The incident – one of a series of politically motivated attacks in Iran that have occurred in the last year – included the use of a wiper that potentially ties it to a previous high-profile attack on Iran’s national transportation networks in July.
The disruptive attack on IRIB occurred on Jan. 27, with attackers showing a knowledge of how to infiltrate systems that suggest it may have been an insider attack.
The attack managed to bypass security systems and network segmentation, penetrate the broadcaster’s networks, and produce and run the malicious tools that relied on internal knowledge of the broadcasting software used by victims, all while staying under the radar during the reconnaissance and initial intrusion stages.
Nearly two weeks after the attack happened, news sources affiliated with opposition party MEK published a status report of the attack claiming that state-sponsored radio and TV networks still had not returned to normal, and that more than 600 servers, advanced digital production, archiving, and broadcasting of radio and television equipment have been destroyed.

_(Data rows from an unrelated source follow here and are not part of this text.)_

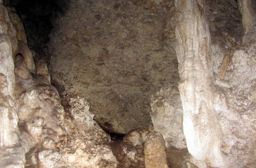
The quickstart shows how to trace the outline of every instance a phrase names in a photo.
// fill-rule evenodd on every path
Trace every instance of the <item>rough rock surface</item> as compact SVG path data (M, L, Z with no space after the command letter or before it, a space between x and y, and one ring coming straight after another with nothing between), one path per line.
M154 129L164 137L166 146L186 148L183 134L183 111L178 87L162 88L151 98L150 116Z
M213 166L223 166L222 131L211 99L214 88L208 56L210 34L202 10L204 4L182 0L176 4L182 16L176 29L176 52L188 149L196 159L208 159Z
M18 116L14 102L15 76L12 44L6 34L0 34L0 146L15 144L17 136Z
M168 168L165 141L159 132L150 132L144 147L146 168Z
M16 32L0 4L0 166L116 167L106 146L110 137L84 98L68 97L70 110L64 111L46 64L38 62L35 74L31 51L21 41L14 66Z
M16 54L20 53L24 57L24 61L30 72L35 73L36 70L32 53L28 44L22 41L18 41L18 50Z
M51 82L51 75L49 73L48 67L45 61L40 60L36 63L36 74L44 77L49 82Z
M244 33L252 25L245 25L242 33L235 1L176 4L182 16L177 27L176 52L188 151L208 166L254 167L255 44ZM229 48L230 58L223 80L217 74Z
M48 44L53 79L120 133L147 128L151 95L178 78L175 22L166 16L174 2L132 1L70 1Z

Iran’s national infrastructure has been the victim of a wave of attacks aimed at causing serious disruption and damage. Two incidents that targeted national transportation infrastructure occurred in two subsequent days in July.
One was a rail-transportation incident – which disrupted rail service and also taunted Iran Supreme Leader via hacked public transit display screens. A day later, Iran’s Ministry of Roads and Urban Development also was hit with a cyber-attack that took down employees’ computer systems.
Then in October, an attack on Iran’s fuel-distribution network stranded drivers at fuel pumps across the country by disabling government-issued electronic cards providing subsidies that many Iranians use to purchase fuel at discounted prices.